3-1-b- Classifications proposées

Notre sujet d’étude ne concerne pas l’analyse objective des signaux non verbaux, mais la prise en compte de ce qui est communiqué de manière purement subjective (en se limitant à mettre en évidence ce qui est induit de manière purement visuelle, en supprimant l’indice sonore).

Toutefois, sans prétendre à l’exhaustivité, nous devons évoquer quelques classifications existantes permettant de distinguer les multiples formes de la communication non verbale, en nous attachant à préciser ses liens avec les autres formes de communication.

En effet, la communication multi-canal inclut divers éléments fonctionnant en synergie :

  • les messages voco-acoustiques : énoncé verbal et prosodie,
  • les messages visuels : statiques (bijoux,…), cinétiques lents (postures, rides,…) et cinétiques rapides (mimiques faciales, gestes),
  • les messages olfactifs, tactiles et thermiques.

J. Piaget (1970) 37 a dissocié les indices (corporels ou verbaux, révélant un état émotionnel), les symboles (gestuels ou mimétiques, faisant appel à un code et produit volontairement) et les signes (à caractère conventionnel).

L’école de Palo Alto (1972) a quant à elle distingué le langage digital, basé sur des signaux arbitraires tels que la langue, du langage analogique, correspondant à des signaux motivés, comme par exemple certains gestes.

Ensuite, Cosnier et Brossard (1984) ont élaboré une classification détaillée, en fonction des canaux sensoriels intervenant dans la communication non verbale.

L’unité de comportement constitue l’opération élémentaire basique telle que la mimique faciale ou le relèvement des sourcils.

Cosnier (1974) 38 distingue quatre types comportementaux verbaux et non verbaux, que sont :

  • la communication quasi-linguistique qui correspond aux gestes à visée communicative,
  • les coverbaux qui accompagnent ou illustrent la parole : ils comprennent les mimiques, certains gestes et les postures,
  • les synchroniseurs (regards, hochements de tête) qui stimulent l’attention,
  • les extracommunicatifs qui correspondent aux gestes autocentrés.
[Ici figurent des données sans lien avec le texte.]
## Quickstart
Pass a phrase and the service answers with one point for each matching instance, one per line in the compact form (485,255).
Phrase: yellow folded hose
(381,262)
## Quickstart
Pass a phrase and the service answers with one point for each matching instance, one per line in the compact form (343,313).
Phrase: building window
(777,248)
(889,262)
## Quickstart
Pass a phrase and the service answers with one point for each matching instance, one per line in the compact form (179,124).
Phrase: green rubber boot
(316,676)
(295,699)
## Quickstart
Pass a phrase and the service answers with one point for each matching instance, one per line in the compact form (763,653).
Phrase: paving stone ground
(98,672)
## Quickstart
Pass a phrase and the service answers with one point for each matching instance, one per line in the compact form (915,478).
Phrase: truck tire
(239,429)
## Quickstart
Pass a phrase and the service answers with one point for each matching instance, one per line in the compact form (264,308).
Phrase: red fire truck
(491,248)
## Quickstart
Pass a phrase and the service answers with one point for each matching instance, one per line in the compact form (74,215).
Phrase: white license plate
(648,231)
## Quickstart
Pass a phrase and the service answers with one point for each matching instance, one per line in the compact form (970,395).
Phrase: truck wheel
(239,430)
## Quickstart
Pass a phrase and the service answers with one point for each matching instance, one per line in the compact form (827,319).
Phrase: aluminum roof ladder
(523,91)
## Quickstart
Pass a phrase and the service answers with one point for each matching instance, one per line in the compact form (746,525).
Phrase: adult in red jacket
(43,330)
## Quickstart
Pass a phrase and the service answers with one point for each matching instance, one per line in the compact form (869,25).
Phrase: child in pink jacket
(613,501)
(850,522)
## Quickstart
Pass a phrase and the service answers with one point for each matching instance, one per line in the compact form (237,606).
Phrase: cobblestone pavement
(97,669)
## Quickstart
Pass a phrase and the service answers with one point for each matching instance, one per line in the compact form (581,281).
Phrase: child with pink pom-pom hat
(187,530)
Nous pouvons constater qu’il existe plusieurs catégories de communication non verbale : les formes « non langagières » comprennent plus spécifiquement les indices de contextualisation tels que la posture, les parures, ainsi que les catégories co-textuelles telles que les gestes. Certaines formes sont tout de même langagières, comme la prosodie, mais celles-ci sont davantage considérées comme appartenant à la communication paraverbale.

La communication paraverbale englobe l’ensemble des moyens de communication orale qui accompagnent et renforcent la communication verbale (intonation, accent, rythme du débit verbal,…). Certains auteurs incluent dans le paraverbal des marqueurs faciaux tels que le rire, le bâillement, le cri : ceux-ci comportent des significations culturellement déterminées.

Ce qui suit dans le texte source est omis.